Sekretaris Direktorat Hukum dan Perjanjian Internasional Kementerian Luar Negeri (Sesditjen HPI Kemlu) Damos Dumoli menjelaskan legal services memang belum termasuk jasa yang akan dibuka secara bebas di AEC 2015. Namun, ia meminta para advokat untuk bersiap diri karena tantangan globalisasi atau pasar bebas tidak bisa dihindarkan.

“Kita juga harus melihat ini sebagai peluang pasar baru, bukan hanya sebagai tantangan,” tambahnya.

Lemah di Perjanjian

Advokat Senior OC Kaligis menilai advokat Indonesia memang masih lemah di perjanjian bisnis internasional. “Kenapa? Rata-rata perkara di luar negeri, kita kalah,” ujarnya.

Oleh karena itu, Kaligis mengaku sedang “mengkader” advokat muda di kantornya untuk mempelajari perjanjian internasional ini ke salah satu kampus hukum terbaik di dunia. “Saya setiap tahun kirim lima orang ke Harvard University di Amerika Serikat,” ungkapnya.

“Itu lah kenapa Saya tidak punya Lamborghini, karena duit Saya untuk beasiswa orang,” tambahnya.

Kaligis menilai “kekalahan” Indonesia dalam perjanjian bisnis internasional memang sudah masuk ke dalam tahap mengkhawatirkan.
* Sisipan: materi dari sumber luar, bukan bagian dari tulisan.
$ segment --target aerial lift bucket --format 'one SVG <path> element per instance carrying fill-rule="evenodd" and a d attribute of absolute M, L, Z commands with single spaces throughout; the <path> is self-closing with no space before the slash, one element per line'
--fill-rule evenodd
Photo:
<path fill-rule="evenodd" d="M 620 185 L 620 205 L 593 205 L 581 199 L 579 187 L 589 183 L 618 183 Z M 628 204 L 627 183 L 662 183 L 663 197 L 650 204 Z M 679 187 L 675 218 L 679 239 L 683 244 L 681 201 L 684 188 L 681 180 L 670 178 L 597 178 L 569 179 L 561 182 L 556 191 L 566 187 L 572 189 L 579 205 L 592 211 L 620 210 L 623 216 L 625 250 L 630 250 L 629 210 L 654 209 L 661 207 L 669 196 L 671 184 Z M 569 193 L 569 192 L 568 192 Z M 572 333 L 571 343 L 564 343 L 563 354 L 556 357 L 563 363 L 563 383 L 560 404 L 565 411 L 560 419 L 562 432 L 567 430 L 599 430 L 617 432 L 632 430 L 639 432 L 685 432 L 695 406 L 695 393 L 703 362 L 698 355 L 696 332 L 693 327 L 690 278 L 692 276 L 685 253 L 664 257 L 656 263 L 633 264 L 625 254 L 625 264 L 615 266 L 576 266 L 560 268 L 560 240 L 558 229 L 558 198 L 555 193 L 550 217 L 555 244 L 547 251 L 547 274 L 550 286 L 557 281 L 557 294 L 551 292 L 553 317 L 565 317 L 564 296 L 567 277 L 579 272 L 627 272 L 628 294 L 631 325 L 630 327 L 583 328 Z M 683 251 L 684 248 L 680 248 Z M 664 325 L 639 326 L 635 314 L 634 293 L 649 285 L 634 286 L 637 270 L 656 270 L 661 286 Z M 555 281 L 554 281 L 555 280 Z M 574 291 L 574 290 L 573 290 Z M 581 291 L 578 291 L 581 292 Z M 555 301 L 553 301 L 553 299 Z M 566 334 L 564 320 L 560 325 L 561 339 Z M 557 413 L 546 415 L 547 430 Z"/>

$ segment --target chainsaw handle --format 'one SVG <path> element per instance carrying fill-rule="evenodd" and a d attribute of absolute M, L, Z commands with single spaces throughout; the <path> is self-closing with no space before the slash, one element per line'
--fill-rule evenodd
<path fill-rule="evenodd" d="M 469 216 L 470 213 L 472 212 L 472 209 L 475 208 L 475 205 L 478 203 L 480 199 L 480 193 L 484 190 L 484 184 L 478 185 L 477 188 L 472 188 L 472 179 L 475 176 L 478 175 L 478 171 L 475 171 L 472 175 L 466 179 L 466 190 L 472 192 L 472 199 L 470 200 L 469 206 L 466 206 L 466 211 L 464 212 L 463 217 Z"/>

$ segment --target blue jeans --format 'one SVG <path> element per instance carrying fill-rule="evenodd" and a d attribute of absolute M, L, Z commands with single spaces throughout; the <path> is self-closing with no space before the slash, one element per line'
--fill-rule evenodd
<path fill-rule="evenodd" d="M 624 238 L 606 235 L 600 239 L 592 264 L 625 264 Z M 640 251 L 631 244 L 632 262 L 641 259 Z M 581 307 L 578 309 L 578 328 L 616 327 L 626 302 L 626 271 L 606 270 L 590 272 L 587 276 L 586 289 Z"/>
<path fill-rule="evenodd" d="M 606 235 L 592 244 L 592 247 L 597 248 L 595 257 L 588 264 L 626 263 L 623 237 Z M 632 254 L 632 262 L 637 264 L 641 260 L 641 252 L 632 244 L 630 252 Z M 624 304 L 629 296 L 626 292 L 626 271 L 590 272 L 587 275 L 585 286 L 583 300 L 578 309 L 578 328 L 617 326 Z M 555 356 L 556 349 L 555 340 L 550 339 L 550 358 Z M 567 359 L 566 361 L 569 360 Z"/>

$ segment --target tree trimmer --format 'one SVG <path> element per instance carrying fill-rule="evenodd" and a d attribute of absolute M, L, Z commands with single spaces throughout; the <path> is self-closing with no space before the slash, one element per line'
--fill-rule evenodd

Ia mencontohkan kasus Pabrik Ammonia milik Jepang yang berada di Indonesia. “Kita kan butuh pupuk, Jepang datang ke mari. Dia bikin Pabrik Ammonia,” lanjutnya.  

Pabrik milik Jepang itu, lanjut Kaligis, kapitalnya berasal dari Mitsubhisi Finance, yang artinya jaminannya ke luar negeri. Begitu pula juga asuransinya. Lalu, karena setiap tahun pabriknya mengalami kerusakan, deviden tidak diberikan kepada Indonesia.

“Hampir 80 persen joint venture agreement, kita kalah di addendum agreement. Semua pakai bank-bank asing,” ujar pria yang mengaku sudah malang melintang menangani perkara bisnis di luar negeri, seperti Guernsey dan Swiss ini.